Nice returns to Café Nowhere, gaze distant and emotions asunder.

She's there at the counter, but she isn't eating. When he enters, her eyes fill with the light of planets reflected from the sun that is his heart. The sun that's Skill's heart. She's been waiting for Nice to return.

Hajime's been waiting for Skill to return.

But she doesn't run to him, not like she used to. Hajime's eyes hover nervously over Nice's features, and Nice's intuition knows why. She remembers the mistake she'd made calling Skill's name.

For a brief instant, Nice wonders what life would be like without his intuition. So many things would change. Dozens of people he wouldn't have met had he been boring and normal. Moral wouldn't have been interested in him.

Then he wouldn't have Skill's heart – and without Skill, he would be dead.

Slowly, Nice extends his arms. When Hajime brightens and jumps into them, he can almost pretend that everything is the same as it used to be.

"Did you have a fight?" asks Koneko, wiping a glass down behind the counter. She continues, giving no time for a reply. "I'm so glad you made up with each other—hey, Nice, you're crying! Do you want a tea-towel?"

Nice looks down at Hajime, her ear rested against his chest, her upturned lips and her closed-smiling eyes.

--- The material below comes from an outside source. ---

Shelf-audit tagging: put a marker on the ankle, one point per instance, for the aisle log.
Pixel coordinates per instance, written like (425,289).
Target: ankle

"No," he answers, tasting salt in his mouth. "I'm happy for them."

If Skill taught him anything in his near-death experience, it would be the negotiation of Ego. Whatever link Hajime has with Skill would be confined to both their Ego alone.

And that is all.


The little girl took the chest and the key and then asked for a knife.

"A knife?" echoed the knight.

"A knife with which I can take my precious thing out."

And the knight unbuckled the knife on his belt before handing it to her, for he didn't think she was ill enough to be untrustworthy. Hardly did she hold it within her hands when she cut open her wrists – one, two – and began emptying the star-boy's stars from her body and into that chest, thinking, "it will be alright. It will be alright. I lived without these stars until I met the star-boy."

But it was not alright, because her body had grown so used to having stardust in those glass veins. So the little girl was surprised when she began to melt, melt into sand, with no more magic left to sustain her little-girl form.

She closed her eyes, resigning herself to her fate, since she was so happy enough to once again see the stars that anything else did not matter.

Then her veins filled up with colour.

The knight gave the little girl his colour, all the same colours that he and she had painted together. He gave the little girl his colour, and she reformed, but he had given her so much that he no longer had any left. His body turned white, his skin, his hair. Then the colourless knight put on his helm so that nobody would see his colourless face ever again.

A click, the chest was locked, and the girl held it close to her cold stone-heart.

The little girl dreamt of stars, the universe, and distant galaxies.

"I will build a ship to Andromeda," thought the girl. "I will find the star-boy, and we will explore the star-seas together."

The colourless knight, sensing her resolve, knelt down and pledged his eternal fealty.